Jump to content

User:Claus chr/Searching

From KDE Wiki Sandbox

Searching

The problems

There are (at least) three distinct problems with searching UserBase; they are (in order of increasing obscurity to regular readers and utility to writers and administrators):

  • Using the search box gives unhelpful and possibly incomplete results
  • Using What links here doesn't find Special:myLanguage links
  • Using DPL yields incomplete results

The search box

The problem: The query searches both page names and page content (by default only the main namespace). This means you will often get hits for pages in many different languages, and the search results are presented in no particular order, so frequently the results are if not useless at least unreasonably difficult to use.

I'm not even sure we find all relevant hits. Last time I did a search for "Amarok/Man" I got two pages worth of results (about 40 pages in all) most of them translated pages. The search ought to have found all the Amarok Manual pages (and all their translations). In fact, only two English manual pages were found: Amarok/Manual/Various/FAQ and Amarok/Manual/Various/FAQ/en! (As an interesting side note, the search box query did find some pages containing a Special:myLanguage link!) (See following Note box.)

Note

This needs to be rechecked. My feeling is, that we usually get far more hits, so maybe this is a transient phenomenon. It's worrying none the less.
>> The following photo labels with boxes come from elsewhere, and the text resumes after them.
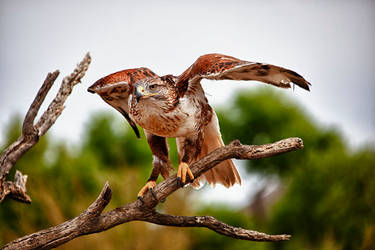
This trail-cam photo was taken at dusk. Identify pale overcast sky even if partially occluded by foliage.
[0,0,375,205]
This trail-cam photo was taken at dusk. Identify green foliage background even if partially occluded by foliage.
[0,88,375,250]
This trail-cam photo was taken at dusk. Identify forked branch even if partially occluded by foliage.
[0,53,91,203]
[4,138,303,249]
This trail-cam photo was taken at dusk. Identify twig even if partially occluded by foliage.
[0,53,91,203]
[3,138,303,249]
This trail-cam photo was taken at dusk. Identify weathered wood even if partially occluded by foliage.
[0,53,91,203]
[3,138,303,249]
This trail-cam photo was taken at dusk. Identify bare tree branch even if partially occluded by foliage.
[144,211,290,241]
[0,53,91,203]
[3,138,303,249]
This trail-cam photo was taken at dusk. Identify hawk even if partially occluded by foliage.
[88,54,310,199]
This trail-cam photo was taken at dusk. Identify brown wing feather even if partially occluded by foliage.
[177,54,311,96]
[87,68,158,138]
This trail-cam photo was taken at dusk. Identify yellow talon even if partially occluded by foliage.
[138,181,156,198]
[177,162,194,184]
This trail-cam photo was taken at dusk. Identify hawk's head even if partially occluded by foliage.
[132,75,178,109]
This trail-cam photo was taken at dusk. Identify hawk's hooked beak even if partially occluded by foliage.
[135,85,145,102]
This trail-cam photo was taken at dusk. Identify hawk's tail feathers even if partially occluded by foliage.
[191,113,241,188]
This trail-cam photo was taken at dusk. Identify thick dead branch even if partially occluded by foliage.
[0,53,91,203]
[4,138,303,249]
[145,211,290,241]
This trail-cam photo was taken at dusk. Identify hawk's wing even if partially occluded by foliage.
[87,68,159,138]
[177,54,311,96]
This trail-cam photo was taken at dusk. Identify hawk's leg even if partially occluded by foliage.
[176,132,203,186]
[138,132,172,199]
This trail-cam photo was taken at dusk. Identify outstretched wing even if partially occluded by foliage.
[177,54,311,96]
[87,68,159,138]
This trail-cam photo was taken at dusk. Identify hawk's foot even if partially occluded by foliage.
[138,181,157,201]
[177,162,194,186]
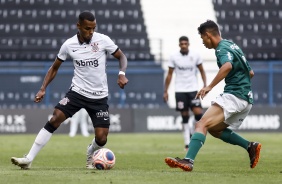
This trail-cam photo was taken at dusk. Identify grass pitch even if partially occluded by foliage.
[0,133,282,184]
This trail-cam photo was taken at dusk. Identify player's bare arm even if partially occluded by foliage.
[195,62,232,99]
[197,64,207,87]
[113,49,128,89]
[34,58,62,103]
[163,67,174,102]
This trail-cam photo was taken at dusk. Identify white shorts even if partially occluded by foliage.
[211,93,253,128]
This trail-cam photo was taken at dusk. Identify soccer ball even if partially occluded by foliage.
[92,148,116,170]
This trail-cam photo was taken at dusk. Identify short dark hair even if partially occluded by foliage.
[78,11,96,22]
[179,36,189,42]
[198,20,220,36]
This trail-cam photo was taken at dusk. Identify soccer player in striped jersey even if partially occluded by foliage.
[163,36,206,151]
[165,20,261,171]
[11,11,128,169]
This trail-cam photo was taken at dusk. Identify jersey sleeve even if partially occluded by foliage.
[57,42,68,61]
[104,35,118,54]
[167,55,175,68]
[216,49,234,65]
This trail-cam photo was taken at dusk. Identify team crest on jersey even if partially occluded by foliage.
[59,97,70,105]
[91,43,99,52]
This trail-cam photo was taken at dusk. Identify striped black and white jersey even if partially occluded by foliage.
[57,32,118,99]
[168,50,203,92]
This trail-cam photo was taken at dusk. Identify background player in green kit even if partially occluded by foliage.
[165,20,261,171]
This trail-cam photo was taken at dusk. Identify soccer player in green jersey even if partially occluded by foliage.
[165,20,261,171]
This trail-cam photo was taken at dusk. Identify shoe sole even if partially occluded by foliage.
[165,158,193,172]
[11,158,29,170]
[251,143,261,169]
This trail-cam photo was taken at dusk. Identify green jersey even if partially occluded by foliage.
[215,40,253,104]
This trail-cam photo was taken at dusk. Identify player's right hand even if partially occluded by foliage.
[34,90,45,103]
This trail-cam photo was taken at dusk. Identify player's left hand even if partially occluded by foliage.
[195,86,212,99]
[117,75,128,89]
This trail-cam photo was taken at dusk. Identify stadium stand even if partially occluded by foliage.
[0,0,154,61]
[213,0,282,60]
Update: The problem described above was caused by my searching on an incomplete page name. It seems, that is this case only the page contents is searched. Searching Amarok/Manual/ gives a lot of hits in many languages - including English!
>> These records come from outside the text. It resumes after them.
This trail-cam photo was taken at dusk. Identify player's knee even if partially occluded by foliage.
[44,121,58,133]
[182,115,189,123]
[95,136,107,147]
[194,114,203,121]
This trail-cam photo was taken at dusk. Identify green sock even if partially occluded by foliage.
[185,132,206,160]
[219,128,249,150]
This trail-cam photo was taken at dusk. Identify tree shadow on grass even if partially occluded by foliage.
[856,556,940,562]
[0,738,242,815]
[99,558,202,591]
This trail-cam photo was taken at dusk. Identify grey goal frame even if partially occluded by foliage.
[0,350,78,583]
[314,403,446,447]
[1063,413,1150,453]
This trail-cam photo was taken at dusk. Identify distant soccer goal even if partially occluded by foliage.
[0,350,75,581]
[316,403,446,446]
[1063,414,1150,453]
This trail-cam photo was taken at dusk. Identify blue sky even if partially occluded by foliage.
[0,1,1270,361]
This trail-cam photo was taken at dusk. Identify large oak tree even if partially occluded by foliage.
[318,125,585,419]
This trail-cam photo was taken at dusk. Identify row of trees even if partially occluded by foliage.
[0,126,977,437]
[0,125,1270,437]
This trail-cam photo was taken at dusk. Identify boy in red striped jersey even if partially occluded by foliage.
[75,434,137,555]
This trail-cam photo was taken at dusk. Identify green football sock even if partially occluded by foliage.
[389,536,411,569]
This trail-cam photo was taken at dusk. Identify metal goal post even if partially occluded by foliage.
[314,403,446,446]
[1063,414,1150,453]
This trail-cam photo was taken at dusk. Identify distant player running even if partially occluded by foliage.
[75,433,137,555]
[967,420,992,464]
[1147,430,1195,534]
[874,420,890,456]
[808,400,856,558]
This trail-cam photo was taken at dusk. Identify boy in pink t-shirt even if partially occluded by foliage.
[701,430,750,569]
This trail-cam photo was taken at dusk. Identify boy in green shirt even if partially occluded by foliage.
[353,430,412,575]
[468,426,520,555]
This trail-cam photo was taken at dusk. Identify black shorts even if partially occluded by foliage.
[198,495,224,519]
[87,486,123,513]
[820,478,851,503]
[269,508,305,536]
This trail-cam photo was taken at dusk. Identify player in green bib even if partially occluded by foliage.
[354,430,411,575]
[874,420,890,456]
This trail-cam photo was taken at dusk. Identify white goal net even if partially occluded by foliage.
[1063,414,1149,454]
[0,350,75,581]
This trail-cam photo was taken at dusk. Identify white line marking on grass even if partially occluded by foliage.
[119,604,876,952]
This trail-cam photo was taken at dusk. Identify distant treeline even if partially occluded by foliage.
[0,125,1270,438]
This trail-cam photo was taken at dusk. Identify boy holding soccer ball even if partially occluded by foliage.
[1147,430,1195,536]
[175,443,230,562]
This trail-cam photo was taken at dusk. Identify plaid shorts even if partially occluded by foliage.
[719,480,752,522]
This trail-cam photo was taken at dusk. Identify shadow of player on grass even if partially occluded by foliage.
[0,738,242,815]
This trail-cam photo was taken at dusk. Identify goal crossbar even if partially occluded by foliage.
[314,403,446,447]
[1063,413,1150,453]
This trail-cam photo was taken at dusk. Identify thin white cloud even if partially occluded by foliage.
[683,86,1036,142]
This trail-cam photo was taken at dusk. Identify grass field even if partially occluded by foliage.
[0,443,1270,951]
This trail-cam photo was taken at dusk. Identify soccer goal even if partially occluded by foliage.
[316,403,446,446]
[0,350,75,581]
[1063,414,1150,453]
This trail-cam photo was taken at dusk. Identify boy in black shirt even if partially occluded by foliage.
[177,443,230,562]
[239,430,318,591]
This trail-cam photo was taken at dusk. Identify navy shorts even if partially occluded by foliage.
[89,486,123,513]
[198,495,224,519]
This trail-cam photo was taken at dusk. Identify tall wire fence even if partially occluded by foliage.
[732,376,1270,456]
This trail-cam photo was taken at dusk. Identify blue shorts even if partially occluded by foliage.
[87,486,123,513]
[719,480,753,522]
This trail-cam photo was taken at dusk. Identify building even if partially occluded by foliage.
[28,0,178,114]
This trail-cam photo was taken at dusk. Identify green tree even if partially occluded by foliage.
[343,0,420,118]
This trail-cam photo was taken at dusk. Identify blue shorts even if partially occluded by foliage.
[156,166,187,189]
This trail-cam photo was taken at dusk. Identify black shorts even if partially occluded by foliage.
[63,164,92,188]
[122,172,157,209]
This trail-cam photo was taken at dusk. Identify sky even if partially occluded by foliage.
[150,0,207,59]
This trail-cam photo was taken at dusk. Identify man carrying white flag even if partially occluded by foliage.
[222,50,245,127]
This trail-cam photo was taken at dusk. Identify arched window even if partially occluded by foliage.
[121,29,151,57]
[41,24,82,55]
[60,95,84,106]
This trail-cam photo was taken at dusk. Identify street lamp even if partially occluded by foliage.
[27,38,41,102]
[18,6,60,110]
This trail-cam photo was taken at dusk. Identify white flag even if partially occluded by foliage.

Going to the advanced search page is no help at all; that just gives us the option to cast an even wider net, searching more namespaces. (Btw. translated pages all live in the main namespace. The namespace Translation holds individual translated units.)
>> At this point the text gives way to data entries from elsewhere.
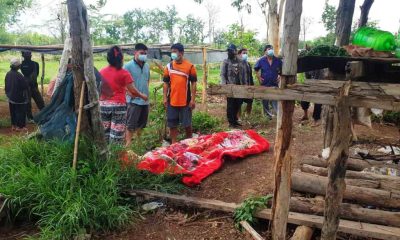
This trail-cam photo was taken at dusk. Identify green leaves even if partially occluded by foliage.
[233,194,273,229]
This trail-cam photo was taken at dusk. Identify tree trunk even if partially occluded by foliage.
[301,164,400,192]
[290,197,400,227]
[67,0,107,151]
[292,173,400,208]
[268,0,279,55]
[270,0,303,240]
[358,0,374,27]
[53,38,72,93]
[335,0,356,47]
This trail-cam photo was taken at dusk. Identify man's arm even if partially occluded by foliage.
[189,82,197,109]
[163,82,169,107]
[220,61,228,84]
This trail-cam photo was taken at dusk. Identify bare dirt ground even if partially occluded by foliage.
[0,94,400,240]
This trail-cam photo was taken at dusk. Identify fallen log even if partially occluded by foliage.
[290,226,314,240]
[290,197,400,227]
[301,156,400,171]
[292,173,400,208]
[240,221,264,240]
[301,164,400,192]
[126,190,400,240]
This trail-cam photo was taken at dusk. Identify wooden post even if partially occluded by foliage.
[322,81,351,240]
[67,0,107,153]
[72,83,86,171]
[201,47,208,111]
[290,226,314,240]
[53,38,72,93]
[40,53,46,98]
[272,0,303,240]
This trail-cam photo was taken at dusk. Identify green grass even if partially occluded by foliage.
[0,139,184,239]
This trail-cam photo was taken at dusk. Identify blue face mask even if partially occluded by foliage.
[171,53,178,60]
[138,54,147,62]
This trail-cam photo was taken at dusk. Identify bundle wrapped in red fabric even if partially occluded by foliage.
[137,130,269,186]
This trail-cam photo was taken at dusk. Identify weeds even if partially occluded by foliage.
[233,194,273,229]
[0,140,183,239]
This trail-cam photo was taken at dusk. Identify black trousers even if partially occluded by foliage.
[300,101,322,121]
[26,86,44,119]
[8,103,26,128]
[226,98,243,124]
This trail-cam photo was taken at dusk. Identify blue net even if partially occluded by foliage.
[34,73,77,142]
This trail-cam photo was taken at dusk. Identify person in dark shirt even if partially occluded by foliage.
[254,45,282,118]
[221,44,246,128]
[238,48,254,118]
[21,51,44,121]
[5,59,28,131]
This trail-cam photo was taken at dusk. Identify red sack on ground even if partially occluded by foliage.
[137,130,269,186]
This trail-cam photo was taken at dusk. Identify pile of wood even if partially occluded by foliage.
[290,157,400,227]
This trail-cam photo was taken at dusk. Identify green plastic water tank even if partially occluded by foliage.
[353,27,396,51]
[394,34,400,58]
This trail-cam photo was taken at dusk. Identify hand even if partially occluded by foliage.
[163,98,168,108]
[189,100,196,110]
[140,93,149,101]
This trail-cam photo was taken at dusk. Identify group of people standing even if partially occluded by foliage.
[5,43,320,146]
[5,51,44,131]
[100,43,197,146]
[221,44,282,128]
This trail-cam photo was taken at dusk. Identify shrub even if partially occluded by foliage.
[192,112,223,134]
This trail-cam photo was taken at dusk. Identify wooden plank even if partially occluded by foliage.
[207,84,400,111]
[127,190,400,240]
[292,172,400,209]
[290,226,314,240]
[301,164,400,192]
[290,197,400,227]
[321,81,351,240]
[301,156,400,171]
What we should wish for in a general search:

  • Only results in the readers language by default
  • Some sort of Google-like prioritizing of results (?)
  • The option to specify desired language(s) as well as namespaces on the advanced page.
  • Search results should be comprehensive (fx, all Amarok manual pages should be found)

What Links Here

In its current form What Links Here is simply useless - it doesn't know about Translate links (Special:myLanguage), so it doesn't pick up most pages. Only lingering old style links are found (mostly on translated pages). We need a Translate-aware What Links Here replacement.

DPL

In theory DPL should be able to overcome the limitations of both of the other two options. Sadly that doesn't hold in the real world. For some queries it doesn't find all matching pages. Experiments shown on User:Claus chr/DPL/Test seems to indicate that some fixed capacity is exceeded. Sometimes performing a broad search on a pattern gives fewer results than searching for the same pattern in a narrower range of pages (fx searching only User namespace as opposed to searching both User and main namespace in one query). The results are very reproducible; always the same hits (and misses).

Note

The text on User:Claus chr/DPL/Test reflects my thoughts on the problem as they evolved in response to the experiments, so they should be most accurate (and confusing) towards the end of the page. Also the description does not match the results currently displayed; this is just because more pages have been added to UserBase since the test page was written. (Yes, more pages can lead to fewer hits - see above)


Update

We have an answer from the DPL forum: There is a limit to the number of pages considered when searching with 'includematch' (as we must). By default that limit is 500 pages. We can limit the number of pages considered by fx specifying a namespace, which is why we sometimes get more results from a narrower search. However, Main namespace alone contains 5.5k pages (and growing! - about 1000 translatable pages + translations + category pages, etc.). If we try to use 'titlematch' and 'notitlematch' to narrow the search we only make things worse, because in that case namespace filtering is turned off, which means that we get all the units in the translate system included (each unit is a separate page in Translation namespace); that would account for about 150k pages by my best guesstimate. Filtering those out would be possible if messy, and we would almost certainly filter out something that really should be included.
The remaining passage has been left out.